Married with Kids: What’s in a grade?

(Flickr/wecometolearn/https://creativecommons.org/licenses/by/2.0/)

My son is crestfallen. For weeks, he’s been studying for a university exam. He’s spent hour upon hour bent over mathematical equations that are deeply complex and far from pleasurable. Until the results came back, he was hopeful that he’d nailed it this time. His dad and I boosted that hope with encouraging comments like, “You’ve worked so hard,” and “You’ve got this!” Then the results came back and his grade, in the 40 per cent range, spoke much louder, indicating a weak understanding, if any, of the material in question.

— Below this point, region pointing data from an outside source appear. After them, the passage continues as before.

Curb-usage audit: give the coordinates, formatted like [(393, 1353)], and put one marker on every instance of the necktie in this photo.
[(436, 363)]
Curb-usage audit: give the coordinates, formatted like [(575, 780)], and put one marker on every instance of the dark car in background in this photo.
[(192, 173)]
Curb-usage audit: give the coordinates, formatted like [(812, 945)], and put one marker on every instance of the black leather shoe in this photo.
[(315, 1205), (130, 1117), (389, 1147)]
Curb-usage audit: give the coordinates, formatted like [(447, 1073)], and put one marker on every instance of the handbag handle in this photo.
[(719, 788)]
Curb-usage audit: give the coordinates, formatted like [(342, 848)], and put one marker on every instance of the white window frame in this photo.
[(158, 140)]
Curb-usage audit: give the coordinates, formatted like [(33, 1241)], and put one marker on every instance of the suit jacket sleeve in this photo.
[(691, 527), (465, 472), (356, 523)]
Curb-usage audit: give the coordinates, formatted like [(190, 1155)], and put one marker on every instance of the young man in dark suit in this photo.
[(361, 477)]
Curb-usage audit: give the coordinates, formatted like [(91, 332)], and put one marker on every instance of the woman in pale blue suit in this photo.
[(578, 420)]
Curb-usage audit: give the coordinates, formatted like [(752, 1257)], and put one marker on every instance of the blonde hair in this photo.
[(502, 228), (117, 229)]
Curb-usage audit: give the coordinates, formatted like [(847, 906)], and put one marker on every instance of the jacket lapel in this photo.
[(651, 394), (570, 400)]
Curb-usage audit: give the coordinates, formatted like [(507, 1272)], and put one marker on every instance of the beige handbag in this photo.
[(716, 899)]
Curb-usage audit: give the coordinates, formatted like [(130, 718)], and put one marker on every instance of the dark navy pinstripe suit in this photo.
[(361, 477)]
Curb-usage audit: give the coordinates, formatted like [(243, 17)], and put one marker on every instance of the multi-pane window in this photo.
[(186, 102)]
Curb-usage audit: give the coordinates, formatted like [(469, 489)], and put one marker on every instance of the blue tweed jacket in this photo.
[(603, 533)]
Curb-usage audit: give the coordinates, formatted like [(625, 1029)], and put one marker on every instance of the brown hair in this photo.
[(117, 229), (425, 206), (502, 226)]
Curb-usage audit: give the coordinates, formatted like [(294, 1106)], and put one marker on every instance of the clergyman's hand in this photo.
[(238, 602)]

He called us from a campus on the far side of the country, deeply saddened and firm in the impression that his grade represents who he is. In his mind, it’s not just one number on one test in one subject, but a digit that says “limited potential,” “unintelligent,” “going nowhere” and “unable to succeed despite investing
100 per cent effort.”

With a quarter century of life experience more than he, I know this digit is quite meaningless in the big picture. If he fails one course, he can take it again, or use it as an impetus to change directions and refocus on a course that’s better suited to him. This one number says nothing about his intelligence, kindness or his ability to succeed in life. And yet, he sees it as an overarching judgment that roars: “you are not good enough.”

It’s a trap we fall into, this perception of grades wielding the power to define who we are and what we’re capable of. We give those numbers a weight and meaning that’s disproportionate to what they truly represent, internalizing a message about our abilities that’s inconsistent with what we can achieve.

READ: MARRIED WITH KIDS: THE STINKY FISH THAT BIND US

In high school in Cape Town, my teachers were unanimous that I was a 65 per cent student. Across all my subjects, regardless of effort or talent, my grades remained firmly in a range that said “mediocrity,” “OK but not great” and “far from brilliant.” I watched in envy as my best friend consistently scored digits in the 80 per cent range. I took this to mean that she was smarter than I and that 65 per cent was simply who I was and what I could expect.

The school went one step further to reinforce this message. It divided our year into three segments: the super-smart, known in our slang as the “boff class,” the mediocre majority, which was the camp into which I fell, and those that were struggling, sneeringly referred to in our slang as “doff.” We all knew where we stood and in the social environment of high school, and our place on the caste system informed who we should admire and what we could do.

One of the many good things to occur as a result of leaving Cape Town for Saskatoon, my first stop in Canada, was the recognition that I’d been wrong about my potential. My scores immediately shot up into the 80s, landing me scholarships at university, a ranking on the dean’s list and the confidence to head to graduate school for two successive master’s degrees.

While basking in pride at my newfound achievements, I pondered the randomness of those earlier grades that had pinned me down for so long. They did not represent me. They were simply a series of unfounded and incorrect assumptions about what I was capable of.

With three kids in school and one in college, grades remain the yardstick by which their progress is measured and their potential evaluated. No better system has been created to assess ability. Yet as I try to lift my son’s spirits and remind him to keep perspective, I’m sharply aware that we give grades much more power and meaning than they deserve.

They do not represent the whole person, nor the bright, promising future waiting just beyond the classroom door. They’re just one individual assessment in one subject, a tiny blip in a life in which achievement and potential are limited only by our perceptions of what we can do.

We cannot allow our children to be dragged into the doldrums by their grades, nor to measure themselves by these digits alone. Grades can be a useful yardstick by which to gauge understanding of a curriculum. But that’s all they are, and often, they’re neither accurate nor predictive of the possibilities ahead.